Шуман влез на ходули, красно-белые полосатые штаны уходят в потолок. С божественной вышины он трубит в два горна. Если это трубный глас Страшного суда, то не исключено, что козлята побегут прямо со стола на зеленый луг. Если это иерихонская труба, то она обязательно что-нибудь скверное и опасное – разрушит.
На многих веревках с пола под своды взмывает Бог. Утвердившись вверху, Он шевелит громадными руками – готовит объятия человечеству, наломавшему дров. Там же, наверху, висит транспарант с текстом. Текст политический, участники читают его хором. Про планету, которая и есть неукротимый зверь, и про тех, кто ее укрощает, как мы надеемся, тщетно.
Толпе зрителей все время нужно было перемещаться. Оценив мою прыть в беганье по пустыне, зрители спрашивают как у посвященного:
– Почему в спектакле многие ничего не могут увидеть?
– Потому, – отвечаю, – что этот спектакль не для людей, а для богов.
И действительно: не было сомнений, что мы только что оказались свидетелями и участниками ритуала. Но при чем тут агитка с длинным текстом, который за пару дней до того нас попросили перевести? Текст был совершенно газетный, разоблачающий происки капитализма той самой лексикой, какая применялась к уличению капитализма в советской прессе. Мы с Людмилой Улицкой попытались придать ему некоторую литературную форму. Шуманы наши опыты отвергли. Кончилось тем, что Элка переводила сама.
Но такая агитка не просто уживалась с ритуалом: она была Шуману необходима как элемент политический и злободневный, для того чтоб непостижимым для нас образом утверждать политическую неангажированность театра, избранного им: театра кукол, о котором он сказал однажды, объединяя крайности его существования:
Его исторические корни скрыты мраком неизвестности, но связь их с шаманством и иными таинственными и малоизученными социальными явлениями не вызывает сомнений. В своих наиболее характерных проявлениях это также искусство анархическое, подрывное и неукротимое, которое скорее можно изучить по полицейским протоколам, чем по театральным летописям. Это искусство, которое и по судьбе своей, по духу не стремится вещать от лица правительств или цивилизации, но предпочитает свое тайное и самоуничтожительное место в обществе, в какой-то мере олицетворяя его демонов, но уж никак не общественные институты.

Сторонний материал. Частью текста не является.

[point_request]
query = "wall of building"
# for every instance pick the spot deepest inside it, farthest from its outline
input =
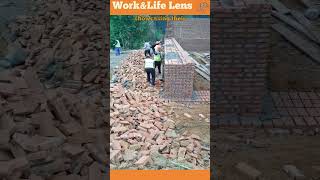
(241, 49)
(193, 34)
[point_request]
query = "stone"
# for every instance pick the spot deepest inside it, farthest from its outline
(142, 161)
(181, 153)
(16, 56)
(171, 133)
(72, 149)
(187, 115)
(129, 155)
(293, 172)
(248, 170)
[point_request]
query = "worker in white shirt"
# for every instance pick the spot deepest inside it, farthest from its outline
(158, 57)
(117, 48)
(147, 49)
(149, 68)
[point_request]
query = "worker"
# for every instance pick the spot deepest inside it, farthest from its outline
(149, 66)
(147, 49)
(117, 48)
(158, 56)
(153, 47)
(157, 61)
(157, 47)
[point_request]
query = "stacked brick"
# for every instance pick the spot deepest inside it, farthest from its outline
(53, 110)
(240, 44)
(178, 71)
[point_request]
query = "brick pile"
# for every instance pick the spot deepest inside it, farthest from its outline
(241, 33)
(178, 71)
(52, 100)
(142, 134)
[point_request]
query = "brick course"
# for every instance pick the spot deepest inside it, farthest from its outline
(178, 71)
(241, 48)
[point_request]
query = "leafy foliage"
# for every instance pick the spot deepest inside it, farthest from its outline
(132, 34)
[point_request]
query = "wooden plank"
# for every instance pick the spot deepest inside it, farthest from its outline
(307, 24)
(281, 8)
(294, 24)
(303, 44)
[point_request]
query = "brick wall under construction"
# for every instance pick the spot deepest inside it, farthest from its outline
(178, 71)
(241, 49)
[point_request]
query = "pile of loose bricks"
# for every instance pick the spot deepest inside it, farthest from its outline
(241, 48)
(143, 135)
(179, 71)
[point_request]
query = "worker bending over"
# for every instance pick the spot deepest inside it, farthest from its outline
(147, 49)
(149, 66)
(158, 56)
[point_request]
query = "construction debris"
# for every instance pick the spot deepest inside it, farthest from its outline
(52, 106)
(142, 135)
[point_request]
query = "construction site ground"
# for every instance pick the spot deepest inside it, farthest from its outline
(268, 149)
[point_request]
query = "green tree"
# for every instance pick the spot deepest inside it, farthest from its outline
(131, 33)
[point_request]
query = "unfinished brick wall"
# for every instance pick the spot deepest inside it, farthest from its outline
(178, 71)
(193, 34)
(241, 48)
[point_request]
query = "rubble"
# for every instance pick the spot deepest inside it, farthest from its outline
(142, 133)
(52, 94)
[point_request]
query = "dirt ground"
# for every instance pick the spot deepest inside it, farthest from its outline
(3, 47)
(264, 151)
(200, 84)
(196, 124)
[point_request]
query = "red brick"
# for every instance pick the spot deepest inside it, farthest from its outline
(288, 122)
(299, 121)
(310, 121)
(307, 103)
(278, 123)
(313, 111)
(297, 103)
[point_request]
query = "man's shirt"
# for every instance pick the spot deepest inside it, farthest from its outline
(148, 63)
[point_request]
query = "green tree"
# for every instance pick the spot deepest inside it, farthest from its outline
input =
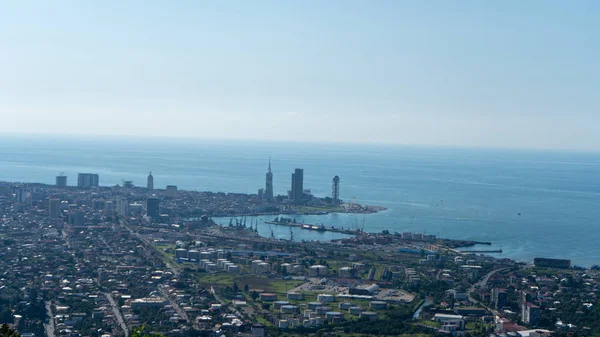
(143, 332)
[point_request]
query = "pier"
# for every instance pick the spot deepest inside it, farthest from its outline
(316, 228)
(480, 251)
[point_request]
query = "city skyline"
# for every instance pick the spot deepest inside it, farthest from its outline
(508, 74)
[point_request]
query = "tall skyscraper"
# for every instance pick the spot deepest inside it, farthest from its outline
(54, 208)
(152, 207)
(297, 185)
(87, 180)
(150, 183)
(269, 184)
(61, 181)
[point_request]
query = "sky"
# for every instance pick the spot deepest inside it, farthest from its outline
(519, 74)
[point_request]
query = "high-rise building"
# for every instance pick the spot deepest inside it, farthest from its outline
(87, 180)
(297, 185)
(152, 207)
(77, 218)
(530, 313)
(61, 181)
(123, 206)
(171, 190)
(150, 183)
(269, 184)
(109, 208)
(54, 208)
(335, 190)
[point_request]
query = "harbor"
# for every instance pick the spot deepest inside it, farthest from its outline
(319, 228)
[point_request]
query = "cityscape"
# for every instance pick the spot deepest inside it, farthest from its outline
(308, 168)
(90, 260)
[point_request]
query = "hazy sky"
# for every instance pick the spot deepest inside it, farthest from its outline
(477, 73)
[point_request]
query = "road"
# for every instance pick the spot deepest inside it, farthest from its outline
(150, 247)
(174, 304)
(483, 283)
(117, 314)
(50, 326)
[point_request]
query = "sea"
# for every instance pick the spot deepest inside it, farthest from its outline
(529, 203)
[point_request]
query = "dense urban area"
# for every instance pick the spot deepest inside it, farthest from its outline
(97, 261)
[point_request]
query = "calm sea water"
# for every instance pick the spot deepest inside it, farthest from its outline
(529, 203)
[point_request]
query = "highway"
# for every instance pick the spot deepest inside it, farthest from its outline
(49, 327)
(117, 314)
(481, 284)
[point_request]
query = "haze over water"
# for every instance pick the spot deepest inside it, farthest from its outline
(529, 203)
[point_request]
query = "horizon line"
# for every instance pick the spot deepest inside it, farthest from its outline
(192, 139)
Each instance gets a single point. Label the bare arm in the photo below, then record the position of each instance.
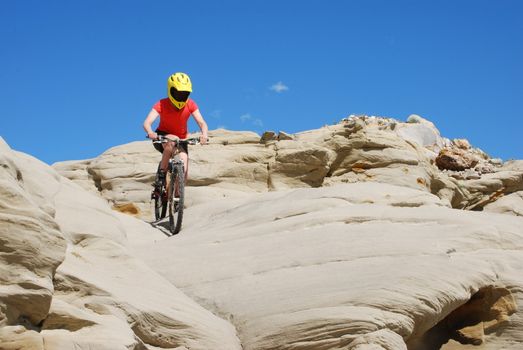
(148, 122)
(202, 124)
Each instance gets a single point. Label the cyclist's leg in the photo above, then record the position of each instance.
(168, 148)
(185, 157)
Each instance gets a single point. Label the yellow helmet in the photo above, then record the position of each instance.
(178, 89)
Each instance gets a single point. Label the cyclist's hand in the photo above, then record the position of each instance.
(172, 137)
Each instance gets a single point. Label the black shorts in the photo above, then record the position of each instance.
(159, 146)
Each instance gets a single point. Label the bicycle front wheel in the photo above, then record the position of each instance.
(160, 204)
(176, 200)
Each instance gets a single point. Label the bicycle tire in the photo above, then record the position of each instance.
(160, 205)
(176, 214)
(160, 197)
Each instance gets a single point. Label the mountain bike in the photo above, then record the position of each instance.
(171, 194)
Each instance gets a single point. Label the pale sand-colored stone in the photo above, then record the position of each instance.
(365, 254)
(359, 259)
(361, 148)
(95, 294)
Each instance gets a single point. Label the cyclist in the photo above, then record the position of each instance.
(174, 112)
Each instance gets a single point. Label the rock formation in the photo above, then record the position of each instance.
(351, 236)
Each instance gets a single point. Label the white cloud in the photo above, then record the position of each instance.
(216, 114)
(279, 87)
(245, 117)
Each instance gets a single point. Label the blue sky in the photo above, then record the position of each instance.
(79, 77)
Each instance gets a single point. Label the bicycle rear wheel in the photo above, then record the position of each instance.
(176, 203)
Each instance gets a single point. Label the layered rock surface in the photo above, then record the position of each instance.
(358, 149)
(343, 237)
(69, 280)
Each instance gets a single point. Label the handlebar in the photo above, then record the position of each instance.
(188, 141)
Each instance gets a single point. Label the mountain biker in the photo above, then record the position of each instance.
(174, 113)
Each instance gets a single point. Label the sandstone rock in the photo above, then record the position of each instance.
(454, 159)
(268, 136)
(510, 204)
(32, 246)
(95, 294)
(360, 148)
(362, 261)
(462, 144)
(282, 135)
(363, 265)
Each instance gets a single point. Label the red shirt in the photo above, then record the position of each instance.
(172, 119)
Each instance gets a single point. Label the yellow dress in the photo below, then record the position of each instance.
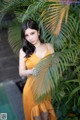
(32, 110)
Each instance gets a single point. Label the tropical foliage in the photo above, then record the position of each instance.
(59, 23)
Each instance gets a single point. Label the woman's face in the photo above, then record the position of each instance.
(32, 36)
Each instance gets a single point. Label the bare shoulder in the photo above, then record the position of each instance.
(50, 47)
(21, 53)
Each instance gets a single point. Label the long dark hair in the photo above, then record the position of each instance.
(28, 48)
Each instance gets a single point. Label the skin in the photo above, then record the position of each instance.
(32, 36)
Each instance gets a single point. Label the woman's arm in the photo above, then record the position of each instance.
(22, 67)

Раз в год Шуман устраивает у себя на ферме «Домашний цирк» – очередную акцию, еще одно явление концептуального искусства. В этот день на ферму съезжаются множество зрителей, а до того множество участников. С ними Питер проводит репетиции, ему нужны массовые шествия, участники которых пройдут пусть не очень стройно, но в масках. Приезжают с детьми, собаками и палатками, все улыбаются, включая собачек, которые не лают. Не плачут дети, свалившись с маленьких ходулей. Райское место.
Зрители размещаются на пологих склонах природного амфитеатра. Действие происходит ниже, на огромной овальной сцене, да и повсюду. Сюжет в общих чертах известен: злодеяние может произойти, но не произойдет – сработает ежегодное заклинание. Точка для этой акции выбрана безупречно, высшим силам удобно наблюдать это поучительное зрелище.

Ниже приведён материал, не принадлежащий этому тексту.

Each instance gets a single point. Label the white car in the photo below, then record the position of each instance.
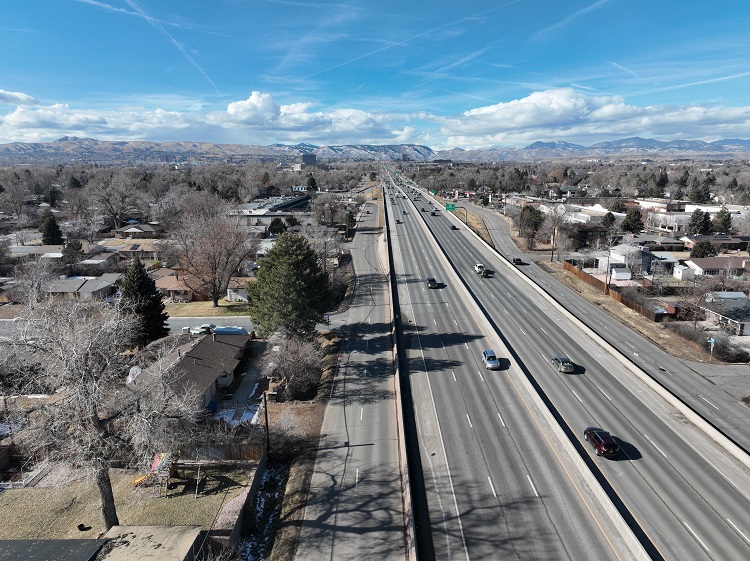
(490, 360)
(202, 329)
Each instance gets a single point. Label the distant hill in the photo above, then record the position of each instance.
(73, 150)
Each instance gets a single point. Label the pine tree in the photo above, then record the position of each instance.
(633, 222)
(722, 222)
(141, 298)
(72, 254)
(51, 233)
(291, 291)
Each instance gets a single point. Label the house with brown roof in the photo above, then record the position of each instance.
(720, 266)
(210, 365)
(169, 284)
(140, 231)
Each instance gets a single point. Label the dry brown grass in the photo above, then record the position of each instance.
(206, 309)
(55, 512)
(308, 422)
(666, 339)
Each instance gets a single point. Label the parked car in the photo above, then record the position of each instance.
(202, 329)
(563, 364)
(602, 442)
(490, 360)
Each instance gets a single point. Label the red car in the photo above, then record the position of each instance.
(602, 442)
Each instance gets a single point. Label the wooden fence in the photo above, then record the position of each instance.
(614, 293)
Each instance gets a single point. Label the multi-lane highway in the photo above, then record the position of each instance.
(690, 497)
(691, 381)
(499, 484)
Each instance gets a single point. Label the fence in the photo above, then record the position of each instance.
(614, 293)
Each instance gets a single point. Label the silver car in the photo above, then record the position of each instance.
(490, 360)
(563, 364)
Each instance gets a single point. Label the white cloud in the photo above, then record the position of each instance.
(555, 114)
(16, 98)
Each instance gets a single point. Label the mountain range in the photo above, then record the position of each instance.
(74, 150)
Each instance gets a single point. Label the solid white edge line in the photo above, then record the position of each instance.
(532, 485)
(738, 531)
(700, 541)
(494, 494)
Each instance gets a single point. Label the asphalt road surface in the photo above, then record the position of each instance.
(355, 508)
(496, 487)
(684, 491)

В 2000 году на Всемирной выставке в Кельне Шуману выделили отдельный павильон. Полчища кукол, сонмы масок, инсталляции: буржуи с жуткими харями, ангелы с бумажными крыльями, хищные маски демонов – все, что годами копилось на ферме в Вермонте, собранное вместе, выявило фигуру одного из самых сильных представителей современного авангарда. Модернизма, как он говорит.
Может быть, он и остался бы скульптором – если бы не ждал от модернизма гораздо большего, чем тот смог достичь со всеми своими волнами и спадами. Читая горькие слова Шумана о модернизме, отчасти понимаешь, почему он осмыслил авангардистскую скульптуру как куклу, почему ушел в кукольный театр, поверив в его абсолют.
Но можно не сомневаться, что никакой триумф в Европе, который ожидает его театр и его скульптуры, решительно ничего не изменит в образе его жизни и в его труде.